MOTIFS DE LA DECISION
Par application de l'article 514 du code de procédure civile, les décisions de première instance sont exécutoires à titre provisoire à moins que la loi ou la décision rendue n'en dispose autrement.
Aux termes de l'article 524 du code de procédure civile, lorsque l'exécution provisoire est de droit ou a été ordonnée, le conseiller de la mise en état peut, à la demande de l'intimé et après avoir recueilli les observations des parties, décider la radiation du rôle de l'affaire lorsque l'appelant ne justifie pas avoir exécuté la décision frappée d'appel ou avoir procédé à la consignation autorisée dans les conditions prévues à l'article 521, à moins qu'il lui apparaisse que l'exécution serait de nature à entraîner des conséquences manifestement excessives ou que l'appelant est dans l'impossibilité d'exécuter la décision.

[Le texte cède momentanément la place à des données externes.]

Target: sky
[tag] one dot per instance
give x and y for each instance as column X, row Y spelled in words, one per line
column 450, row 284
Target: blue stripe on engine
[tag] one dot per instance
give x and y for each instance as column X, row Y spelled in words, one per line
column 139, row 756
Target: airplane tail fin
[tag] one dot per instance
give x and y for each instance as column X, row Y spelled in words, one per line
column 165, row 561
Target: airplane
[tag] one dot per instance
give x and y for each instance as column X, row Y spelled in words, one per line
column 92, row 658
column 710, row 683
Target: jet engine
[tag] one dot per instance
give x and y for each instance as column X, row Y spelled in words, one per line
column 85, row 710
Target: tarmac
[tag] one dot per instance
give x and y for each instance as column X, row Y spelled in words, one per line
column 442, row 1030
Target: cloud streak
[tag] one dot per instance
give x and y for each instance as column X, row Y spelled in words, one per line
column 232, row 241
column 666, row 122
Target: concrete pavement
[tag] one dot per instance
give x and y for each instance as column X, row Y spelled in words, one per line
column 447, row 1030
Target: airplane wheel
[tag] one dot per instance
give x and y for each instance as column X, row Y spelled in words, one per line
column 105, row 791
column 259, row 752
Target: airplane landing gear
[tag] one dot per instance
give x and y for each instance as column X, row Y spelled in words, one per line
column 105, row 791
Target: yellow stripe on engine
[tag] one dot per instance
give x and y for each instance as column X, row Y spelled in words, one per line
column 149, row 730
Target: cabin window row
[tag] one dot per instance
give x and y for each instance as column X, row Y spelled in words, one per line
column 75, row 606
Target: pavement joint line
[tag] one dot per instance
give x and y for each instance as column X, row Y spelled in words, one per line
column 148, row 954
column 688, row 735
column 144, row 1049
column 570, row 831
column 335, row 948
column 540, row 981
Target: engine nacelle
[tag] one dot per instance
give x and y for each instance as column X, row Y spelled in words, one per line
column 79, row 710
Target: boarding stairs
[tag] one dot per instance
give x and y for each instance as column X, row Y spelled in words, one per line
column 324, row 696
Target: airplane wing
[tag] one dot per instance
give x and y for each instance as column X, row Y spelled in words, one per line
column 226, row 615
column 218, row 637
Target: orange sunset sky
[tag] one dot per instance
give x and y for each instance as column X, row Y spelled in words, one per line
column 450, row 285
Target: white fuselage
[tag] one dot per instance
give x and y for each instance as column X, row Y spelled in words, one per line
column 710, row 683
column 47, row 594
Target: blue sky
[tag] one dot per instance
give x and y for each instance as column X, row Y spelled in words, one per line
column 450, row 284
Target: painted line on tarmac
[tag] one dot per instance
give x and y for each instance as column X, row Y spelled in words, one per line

La demande de l'intimé doit, à peine d'irrecevabilité prononcée d'office, être présentée avant l'expiration des délais prescrits aux articles 906-1, 909, 910 et 911 du code de procédure civile.
La radiation de l'affaire emporte la suspension de l'instance qui ne peut être reprise que sur justification de l'exécution de la décision attaquée.
M. [F] soutient qu'il s'acquitte du paiement des condamnations prononcées à son encontre par des versements réguliers de 500 euros par mois en accord avec l'huissier de justice et le créancier.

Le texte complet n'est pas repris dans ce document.